Communities without a large venture capital base can work to attract venture capitalists from elsewhere who have invested in biotechnology and other life science companies. "We've been working very hard building relationships with venture firms all over the country that have worked with our types of businesses," Calcaterra says, to get them to realize they can make deals in St. Louis that are as good as those found anywhere else. To achieve that level of credibility, Calcaterra has to do his homework: "We're not going to bring [a presentation to a VC] that [the VC] isn't going to be interested in." Local efforts to develop venture capital funds dedicated to life sciences also are bearing fruit. Last year Calcaterra anticipated three venture funds would raise $240 million; now it appears the total, including two additional funds, could reach half a billion dollars.
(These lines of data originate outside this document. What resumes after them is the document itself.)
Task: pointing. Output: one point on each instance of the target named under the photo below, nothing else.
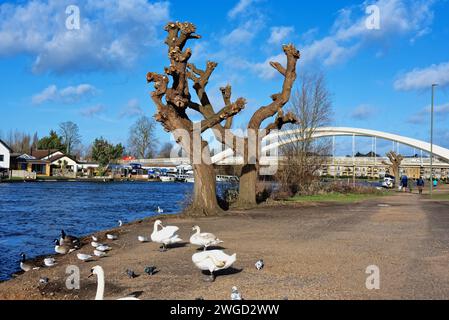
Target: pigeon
(100, 253)
(84, 257)
(235, 294)
(259, 264)
(150, 270)
(131, 274)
Calcaterra's to-do list includes creating a preseed fund. "That's hard money to come by," he says, but necessary for companies to matriculate far enough to reach larger rounds of funding.
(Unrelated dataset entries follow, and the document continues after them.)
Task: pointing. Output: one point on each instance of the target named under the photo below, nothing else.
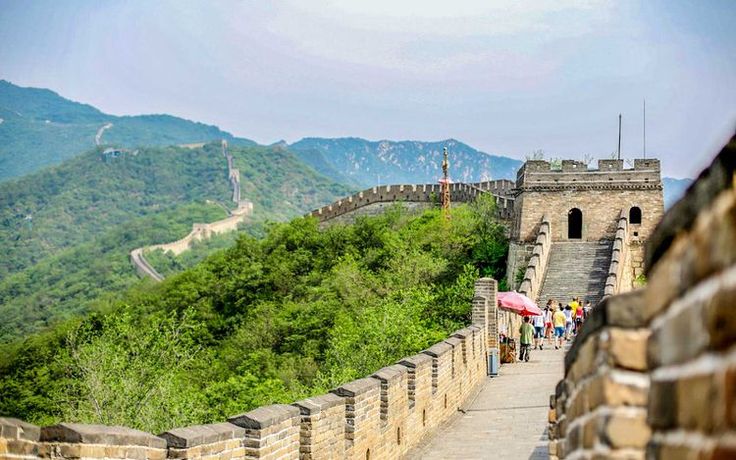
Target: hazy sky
(507, 77)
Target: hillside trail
(100, 132)
(508, 417)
Early-stage funding, especially seed capital, also is scarce in Canada, de Montigny says, so QBIC and other incubators in the Montreal region have started to build a network of angel investors. The goal is to have angels invest in several projects in different incubators in the same year, de Montigny says. Toward that end, the incubators formed an association and are developing minimum standards for company screening that all of the incubators would meet. "Investors would have reasonable assurance that standards would be met in the way companies are selected," de Montigny says.

And, as one might expect, increasing sector activity can attract investment dollars. Recognizing the value of entrepreneurship, the City of San Antonio allocated $1.25 million for development of the San Antonio Technology Accelerator Initiative, designed to develop the city's technology infrastructure to promote entrepreneurial activity, create high-paying jobs and build wealth. A number of San Antonio investors who historically invested in larger ventures outside the community have become interested in local investment, and formed three new investor groups, Moyer says. "They've been investing in biosciences companies and that's exciting." The initiative, which has a biotechnology component, includes a program to bring together investors with entrepreneurs seeking help. "This is a long-range regional plan, not instant gratification," Moyer notes.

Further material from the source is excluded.